As for the order of evaluation, I think this is not specified, the same logic that applies to defect report 430 for initializer lists would seem to apply here as well. In C++11 the language for initializer lists was fixed with the following addition in section 8.5.4:
Within the initializer-list of a braced-init-list, the
initializer-clauses, including any that result from pack expansions
(14.5.3), are evaluated in the order in which they appear. [...]
there is no such equivalent for initializer.
Consider the following code:
int main()
{
int count = 0 ;
int arrInt[2] = { count++, count++ } ;
return 0 ;
}
If we compile the code using clang -std=c++03 it produces the following warning(live example):
warning: multiple unsequenced modifications to 'count' [-Wunsequenced]
int arrInt[2] = { count++, count++ } ;
^ ~~
I am not advocating for code like this but similar code came up in another question and there was disagreement over whether it is defined or not according to the standard pre-C++11. In C++11 this behavior is well defined behavior according to Are multiple mutations within initializer lists undefined behavior and indeed if I use -std=c++11 then the warning goes away.

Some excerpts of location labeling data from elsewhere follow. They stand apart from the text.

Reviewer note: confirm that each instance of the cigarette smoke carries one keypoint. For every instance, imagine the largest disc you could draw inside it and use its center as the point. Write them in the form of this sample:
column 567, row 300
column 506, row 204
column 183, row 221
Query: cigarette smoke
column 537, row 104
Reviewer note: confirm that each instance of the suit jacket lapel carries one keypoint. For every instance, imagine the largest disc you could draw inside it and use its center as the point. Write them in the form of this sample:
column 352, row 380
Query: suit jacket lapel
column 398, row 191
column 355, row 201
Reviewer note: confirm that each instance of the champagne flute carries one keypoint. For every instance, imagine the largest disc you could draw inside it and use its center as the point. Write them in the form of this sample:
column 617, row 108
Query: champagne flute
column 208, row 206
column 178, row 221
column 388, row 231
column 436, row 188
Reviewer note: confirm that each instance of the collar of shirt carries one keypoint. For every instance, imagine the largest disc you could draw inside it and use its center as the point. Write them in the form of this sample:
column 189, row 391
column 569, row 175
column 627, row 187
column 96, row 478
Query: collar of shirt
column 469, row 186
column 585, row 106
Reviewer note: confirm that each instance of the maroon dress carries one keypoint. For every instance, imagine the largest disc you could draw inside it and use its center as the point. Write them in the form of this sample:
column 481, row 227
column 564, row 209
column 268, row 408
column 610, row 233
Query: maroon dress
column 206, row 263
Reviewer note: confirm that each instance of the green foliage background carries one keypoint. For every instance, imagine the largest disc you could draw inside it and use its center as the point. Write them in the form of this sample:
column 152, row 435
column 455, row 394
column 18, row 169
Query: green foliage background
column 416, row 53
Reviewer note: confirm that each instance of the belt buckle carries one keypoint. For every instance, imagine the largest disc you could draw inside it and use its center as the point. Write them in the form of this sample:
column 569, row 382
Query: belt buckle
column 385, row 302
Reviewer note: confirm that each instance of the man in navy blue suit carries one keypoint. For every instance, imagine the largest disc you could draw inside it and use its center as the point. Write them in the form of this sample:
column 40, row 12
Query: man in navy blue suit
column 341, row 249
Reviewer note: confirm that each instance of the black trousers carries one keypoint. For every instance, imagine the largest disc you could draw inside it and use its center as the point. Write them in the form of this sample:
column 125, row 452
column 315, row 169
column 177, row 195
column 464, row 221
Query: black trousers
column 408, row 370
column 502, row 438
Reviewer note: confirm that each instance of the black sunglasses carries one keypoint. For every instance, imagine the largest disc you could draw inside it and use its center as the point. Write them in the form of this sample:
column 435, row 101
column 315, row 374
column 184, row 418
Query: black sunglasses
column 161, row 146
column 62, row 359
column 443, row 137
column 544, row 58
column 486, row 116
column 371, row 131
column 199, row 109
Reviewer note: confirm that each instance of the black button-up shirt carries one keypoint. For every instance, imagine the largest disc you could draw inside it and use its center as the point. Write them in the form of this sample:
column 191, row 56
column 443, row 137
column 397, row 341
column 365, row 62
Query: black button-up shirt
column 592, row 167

If we look at a pre-C++11 draft standard it does not have the same language covering initializer-list so it seems we are left with Chapter 5 Expressions paragraph 4 which says:
Except where noted, the order of evaluation of operands of individual operators and subexpressions of individual expressions, and the order in which side effects take place, is unspecified.57) Between the previous and next sequence point a scalar object shall have its stored value modified at most once by the evaluation of an expression. Furthermore, the prior value shall be accessed only to determine the value to be stored. The requirements of this paragraph shall be met for each allowable ordering of the subexpressions of a full expression; otherwise the behavior is undefined.

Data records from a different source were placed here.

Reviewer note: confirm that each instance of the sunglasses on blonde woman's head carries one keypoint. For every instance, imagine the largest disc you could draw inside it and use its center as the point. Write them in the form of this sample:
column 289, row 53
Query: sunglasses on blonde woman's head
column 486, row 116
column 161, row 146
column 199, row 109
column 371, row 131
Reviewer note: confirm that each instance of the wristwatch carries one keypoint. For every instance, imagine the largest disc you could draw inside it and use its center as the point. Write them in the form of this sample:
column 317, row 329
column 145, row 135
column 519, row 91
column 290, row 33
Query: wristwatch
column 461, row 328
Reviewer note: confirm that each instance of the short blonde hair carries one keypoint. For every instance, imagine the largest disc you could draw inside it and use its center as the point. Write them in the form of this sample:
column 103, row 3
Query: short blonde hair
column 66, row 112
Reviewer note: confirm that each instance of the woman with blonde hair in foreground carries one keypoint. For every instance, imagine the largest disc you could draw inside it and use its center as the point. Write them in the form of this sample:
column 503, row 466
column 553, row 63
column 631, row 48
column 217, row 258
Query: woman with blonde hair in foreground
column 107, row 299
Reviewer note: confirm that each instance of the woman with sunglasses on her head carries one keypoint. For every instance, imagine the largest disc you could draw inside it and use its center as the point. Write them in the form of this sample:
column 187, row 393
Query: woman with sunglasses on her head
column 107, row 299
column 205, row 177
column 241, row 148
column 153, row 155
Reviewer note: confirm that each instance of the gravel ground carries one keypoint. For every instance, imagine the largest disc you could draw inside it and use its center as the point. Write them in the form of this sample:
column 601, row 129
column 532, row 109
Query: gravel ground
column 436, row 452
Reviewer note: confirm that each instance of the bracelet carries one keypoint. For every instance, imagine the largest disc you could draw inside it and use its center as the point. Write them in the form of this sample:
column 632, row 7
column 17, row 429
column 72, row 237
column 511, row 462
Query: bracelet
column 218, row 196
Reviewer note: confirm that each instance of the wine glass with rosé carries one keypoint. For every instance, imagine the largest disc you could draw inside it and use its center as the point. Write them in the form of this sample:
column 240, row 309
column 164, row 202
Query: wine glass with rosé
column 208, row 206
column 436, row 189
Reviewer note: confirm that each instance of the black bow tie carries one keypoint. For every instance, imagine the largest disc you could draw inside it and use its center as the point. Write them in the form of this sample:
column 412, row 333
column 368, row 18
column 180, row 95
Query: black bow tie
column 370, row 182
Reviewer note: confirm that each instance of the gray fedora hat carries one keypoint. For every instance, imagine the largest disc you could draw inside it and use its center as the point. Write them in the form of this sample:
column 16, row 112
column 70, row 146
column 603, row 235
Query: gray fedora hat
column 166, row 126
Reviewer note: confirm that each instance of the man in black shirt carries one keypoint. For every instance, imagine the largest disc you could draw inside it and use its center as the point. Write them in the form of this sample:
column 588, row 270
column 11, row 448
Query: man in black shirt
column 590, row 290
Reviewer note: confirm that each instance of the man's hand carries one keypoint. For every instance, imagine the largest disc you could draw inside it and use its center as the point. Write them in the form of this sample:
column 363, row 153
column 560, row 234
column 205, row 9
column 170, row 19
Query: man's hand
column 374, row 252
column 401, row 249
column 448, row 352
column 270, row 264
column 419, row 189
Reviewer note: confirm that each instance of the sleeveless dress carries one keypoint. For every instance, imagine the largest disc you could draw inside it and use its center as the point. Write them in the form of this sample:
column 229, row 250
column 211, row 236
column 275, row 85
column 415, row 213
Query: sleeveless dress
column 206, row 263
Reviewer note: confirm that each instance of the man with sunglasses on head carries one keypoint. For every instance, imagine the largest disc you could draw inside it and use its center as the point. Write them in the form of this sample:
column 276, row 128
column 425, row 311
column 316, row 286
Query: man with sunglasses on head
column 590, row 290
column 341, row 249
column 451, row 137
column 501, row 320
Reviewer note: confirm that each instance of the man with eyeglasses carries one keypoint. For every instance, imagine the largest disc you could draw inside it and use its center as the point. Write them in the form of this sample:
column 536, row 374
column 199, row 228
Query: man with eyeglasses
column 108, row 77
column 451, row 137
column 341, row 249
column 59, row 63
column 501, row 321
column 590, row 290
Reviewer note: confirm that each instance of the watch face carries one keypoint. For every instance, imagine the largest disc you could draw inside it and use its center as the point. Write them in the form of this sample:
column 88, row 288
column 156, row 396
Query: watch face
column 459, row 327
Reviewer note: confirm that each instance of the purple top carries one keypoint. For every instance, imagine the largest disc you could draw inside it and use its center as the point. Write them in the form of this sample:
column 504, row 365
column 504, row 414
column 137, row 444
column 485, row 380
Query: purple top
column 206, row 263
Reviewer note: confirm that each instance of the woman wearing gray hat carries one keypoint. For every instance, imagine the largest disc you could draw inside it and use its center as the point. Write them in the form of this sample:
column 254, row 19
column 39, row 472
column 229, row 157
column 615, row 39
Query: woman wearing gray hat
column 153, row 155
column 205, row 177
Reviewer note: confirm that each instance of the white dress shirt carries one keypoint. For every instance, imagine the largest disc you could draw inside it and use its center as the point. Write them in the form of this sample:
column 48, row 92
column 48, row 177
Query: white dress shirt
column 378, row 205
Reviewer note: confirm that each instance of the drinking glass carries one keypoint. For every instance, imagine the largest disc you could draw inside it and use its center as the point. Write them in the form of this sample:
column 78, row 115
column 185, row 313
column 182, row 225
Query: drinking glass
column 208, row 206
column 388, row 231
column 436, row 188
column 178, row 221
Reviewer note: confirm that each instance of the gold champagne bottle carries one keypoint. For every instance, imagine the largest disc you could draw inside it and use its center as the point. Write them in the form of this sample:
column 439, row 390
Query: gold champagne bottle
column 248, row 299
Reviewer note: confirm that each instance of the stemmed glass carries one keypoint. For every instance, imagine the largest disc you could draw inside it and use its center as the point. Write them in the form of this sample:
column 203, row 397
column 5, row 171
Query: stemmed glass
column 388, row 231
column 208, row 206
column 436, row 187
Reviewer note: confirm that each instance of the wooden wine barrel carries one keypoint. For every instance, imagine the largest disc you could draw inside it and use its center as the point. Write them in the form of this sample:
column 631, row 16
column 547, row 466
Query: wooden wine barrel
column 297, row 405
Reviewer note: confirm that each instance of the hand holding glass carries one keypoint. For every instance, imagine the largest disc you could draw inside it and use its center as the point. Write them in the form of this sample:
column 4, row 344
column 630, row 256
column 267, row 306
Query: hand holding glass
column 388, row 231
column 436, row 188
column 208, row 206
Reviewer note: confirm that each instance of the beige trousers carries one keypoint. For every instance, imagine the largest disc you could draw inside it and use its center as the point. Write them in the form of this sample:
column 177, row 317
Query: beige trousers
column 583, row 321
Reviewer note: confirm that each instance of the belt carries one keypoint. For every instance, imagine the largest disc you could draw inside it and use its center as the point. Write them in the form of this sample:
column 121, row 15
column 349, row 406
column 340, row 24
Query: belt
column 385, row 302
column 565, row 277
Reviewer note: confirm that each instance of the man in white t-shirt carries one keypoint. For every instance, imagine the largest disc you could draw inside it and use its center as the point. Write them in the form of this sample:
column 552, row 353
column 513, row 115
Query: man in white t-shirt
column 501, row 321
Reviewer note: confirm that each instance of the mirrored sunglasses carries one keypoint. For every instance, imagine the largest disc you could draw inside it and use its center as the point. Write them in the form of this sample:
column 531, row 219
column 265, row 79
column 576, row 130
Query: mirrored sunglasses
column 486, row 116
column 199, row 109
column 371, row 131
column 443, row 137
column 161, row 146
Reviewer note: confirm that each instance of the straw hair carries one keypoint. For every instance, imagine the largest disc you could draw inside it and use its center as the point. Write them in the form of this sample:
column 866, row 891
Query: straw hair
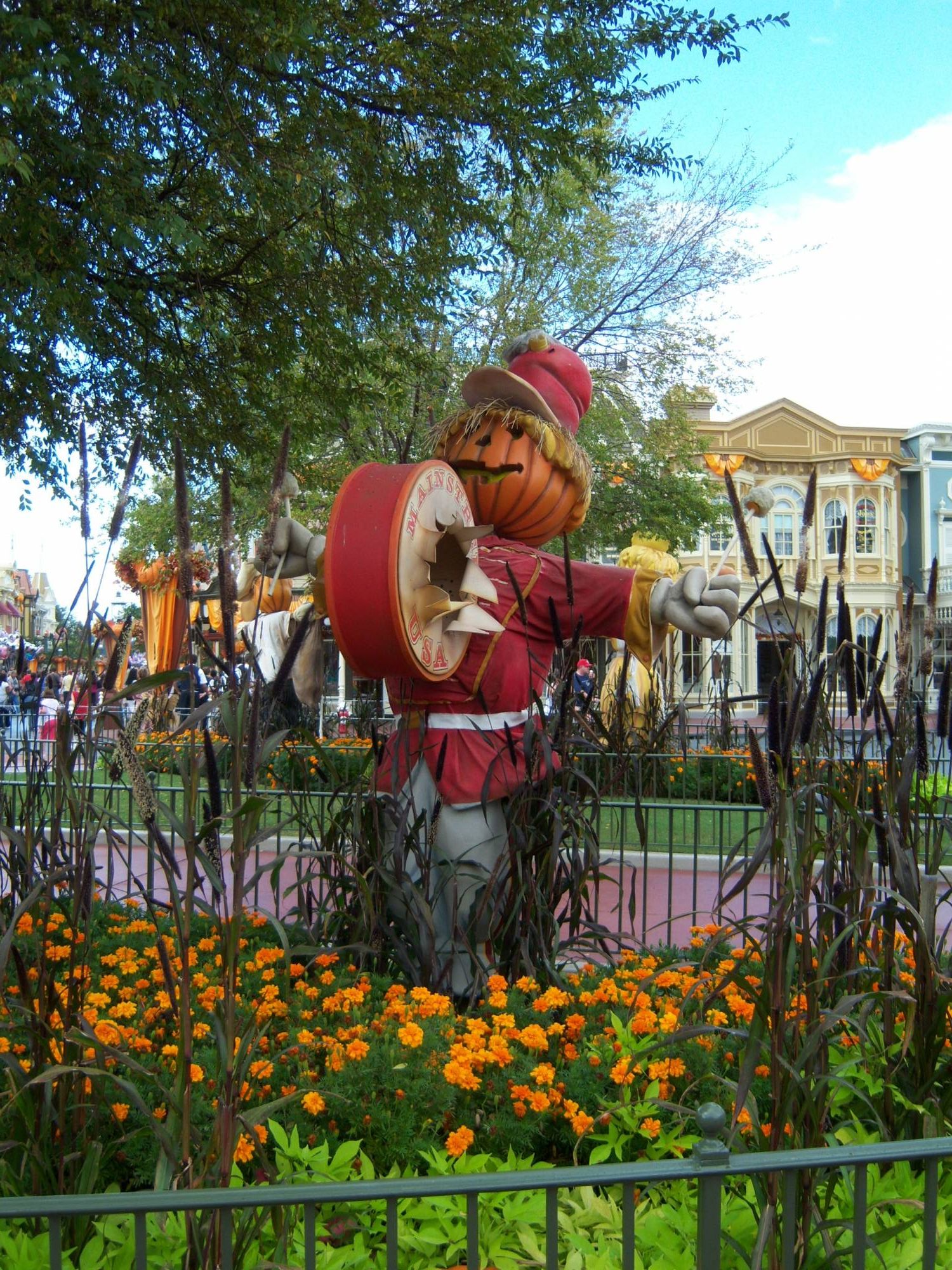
column 554, row 443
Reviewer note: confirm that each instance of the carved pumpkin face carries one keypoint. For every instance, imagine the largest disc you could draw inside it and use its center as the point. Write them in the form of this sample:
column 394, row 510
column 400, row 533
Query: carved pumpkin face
column 510, row 464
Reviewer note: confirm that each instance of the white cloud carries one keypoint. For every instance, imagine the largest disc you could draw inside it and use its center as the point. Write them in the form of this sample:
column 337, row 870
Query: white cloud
column 859, row 327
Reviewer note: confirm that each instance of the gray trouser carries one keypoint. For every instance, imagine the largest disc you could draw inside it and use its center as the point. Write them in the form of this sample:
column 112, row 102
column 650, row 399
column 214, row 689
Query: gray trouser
column 465, row 848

In order for this to be undefined it would seem we would have to interpret count++, count++ as an expression and therefore each count++ as a subexpression, so is this code undefined pre-C++11?
The code is not undefined pre-C++11 but the evaluation order is unspecified. If we look at the draft standard section 1.9 Program execution paragraph 12 says:
A full-expression is an expression that is not a subexpression of another expression. [...]
and paragraph 15 says:
There is a sequence point at the completion of evaluation of each full-expression12).
then the question is whether count++, count++ is a full expression and each count++ a sub-expression or is each count++ it's own full expression and therefore there is sequence point after each one? if we look at the grammar for this initialization from section 8.5 Initializers:
initializer-clause:
assignment-expression
{ initializer-list ,opt }
{ }
initializer-list:
initializer-clause
initializer-list , initializer-clause
the only expression we have is an assignment-expression and the , separating the components is part of the initializer-list and and not part of an expression and therefore each count++ is a full expression and there is a sequence point after each one.
This interpretation is confirmed by the following gcc bug report, which has very similar code to mine(I came up with my example way before I found this bug report):
int count = 23;
int foo[] = { count++, count++, count++ };
which ends up as defect report 430, which I will quote:
[...]I believe the standard is clear that each initializer expression in the above is a full-expression (1.9 [intro.execution]/12-13; see also issue 392) and therefore there is a sequence point after each expression (1.9 [intro.execution]/16). I agree that the standard does not seem to dictate the order in which the expressions are evaluated, and perhaps it should. Does anyone know of a compiler that would not evaluate the expressions left to right?